Quelle est la suite de la recherche en cannabinoïdes et cancer ?

L’étude Pharmaceuticals marque une transition importante. Jusqu’à présent, l’oncologie des cannabinoïdes était un domaine fortement fragmenté avec de nombreuses études individuelles difficiles à comparer. Une méta-analyse systématique avec des tailles d’effet quantitatives permet aux groupes de recherche de traduire de manière ciblée dans les essais cliniques les modèles dans lesquels les signaux précliniques sont les plus robustes. Le glioblastome et le cancer du sein seront particulièrement au centre de ce processus, car les effets y ont été les plus reproductibles de manière constante.
Pour le paysage de la recherche allemande et européenne, une tâche concrète en découle. Les cliniques universitaires avec soins oncologiques spécialisés peuvent formuler des demandes de financement de manière plus précise sur la base des données du groupe hongrois. Les fabricants pharmaceutiques de préparations standardisées de cannabinoïdes ont un argument pour investir dans des programmes cliniques. Et les organisations de patients peuvent, sur la base des données, fournir une information plus ciblée, sans glisser vers des attentes irréalistes.
Questions fréquemment posées
Le CBD et le THC agissent-ils contre le cancer ?
Dans les modèles précliniques, les effets anti-tumoraux peuvent être démontrés de manière constante, notamment pour le CBD dans le glioblastome et le cancer du sein. Pour une recommandation clinique aux patientes et patients, la base de données n’est pas encore suffisante. La recherche est en transition vers les essais cliniques contrôlés.
Quels types de cancer réagissent le plus fortement dans l’étude ?

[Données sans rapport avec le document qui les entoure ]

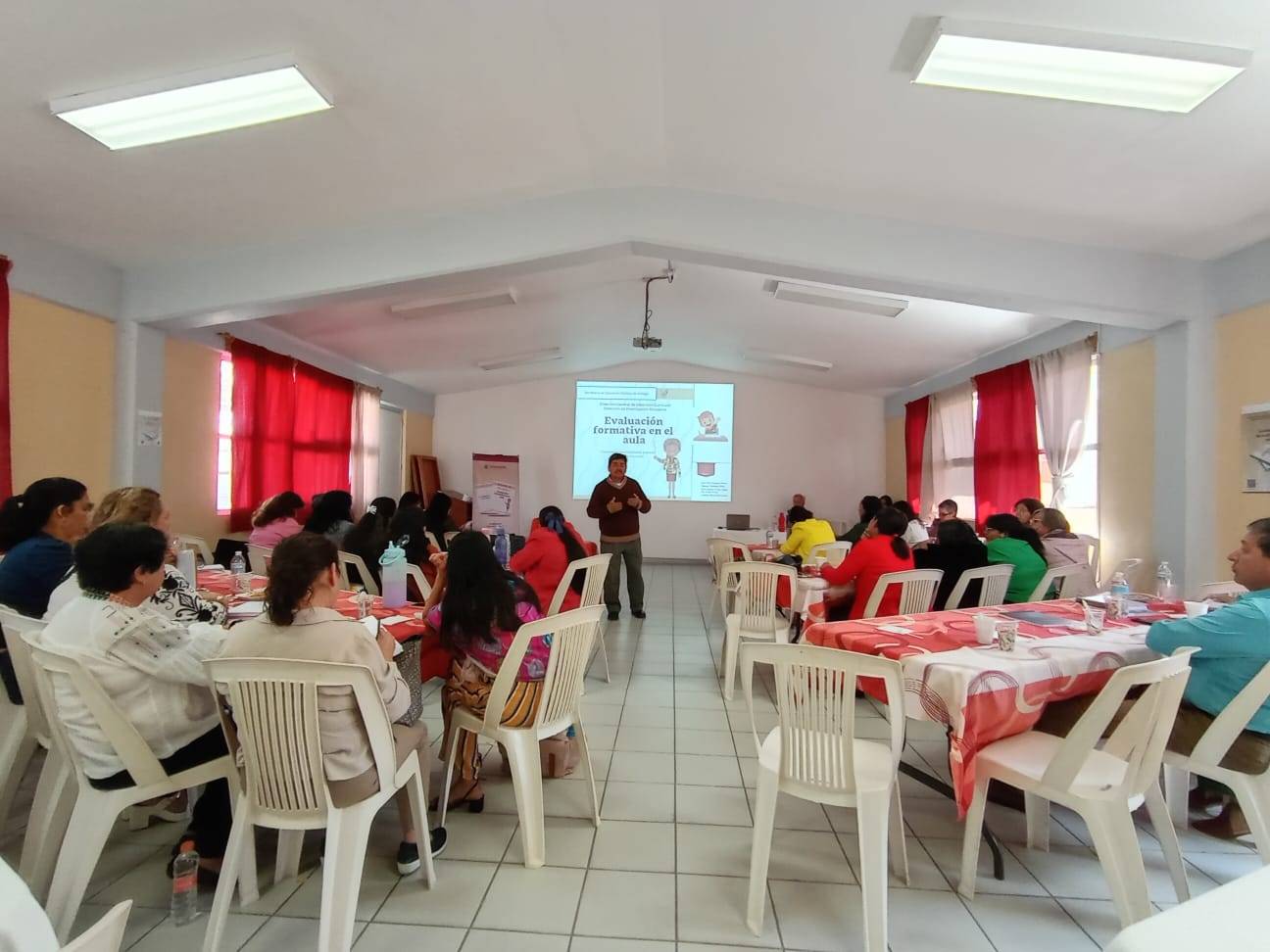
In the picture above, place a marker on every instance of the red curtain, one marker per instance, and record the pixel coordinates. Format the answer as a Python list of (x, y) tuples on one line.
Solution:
[(916, 418), (265, 397), (1006, 454), (322, 432), (5, 433), (292, 429)]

La plus grande force d’effet a été observée dans les modèles de glioblastome, suivie du cancer du sein. Le cancer du poumon et le cancer de la prostate ont fourni des données complémentaires, mais plus hétérogènes. L’hétérogénéité reflète les différences biologiques entre les lignées tumorales.
Pourquoi le CBD performe-t-il mieux que le THC ?
Selon l’évaluation de la méta-analyse, le CBD montre le profil d’efficacité le plus large et le plus constant. Le THC agit aussi en principe de manière anti-tumorale, mais il est plus fortement dépendant de la dose et du contexte. Pour les essais cliniques, le CBD est donc le principe actif de démarrage plus pragmatique.
La thérapie par cannabinoïdes peut-elle remplacer la chimiothérapie ?
Non. L’état des connaissances scientifiques soutient un rôle adjuvant, c’est-à-dire un complément aux thérapies standard établies. Les cannabinoïdes pourraient renforcer l’effet des chimiothérapeutiques comme la doxorubicine, mais ne les remplacent pas.
Quels sont les risques d’une thérapie d’accompagnement aux cannabinoïdes ?
Les interactions avec la chimiothérapie sont possibles, car les cannabinoïdes peuvent affecter le métabolisme hépatique. Une thérapie d’accompagnement aux cannabinoïdes doit donc être coordonnée exclusivement avec la médecin ou le médecin traitant, idéalement dans un centre ayant une expérience en médecine du cannabis.
Wie informiert fühlst du dich über Cannabinoide in der Krebstherapie?
Source : Pharmaceuticals (MDPI), méta-analyse systématique d’études précliniques sur les cannabinoïdes en oncologie, groupes de recherche de l’Université Semmelweis Budapest et Université de Pécs, mai 2026.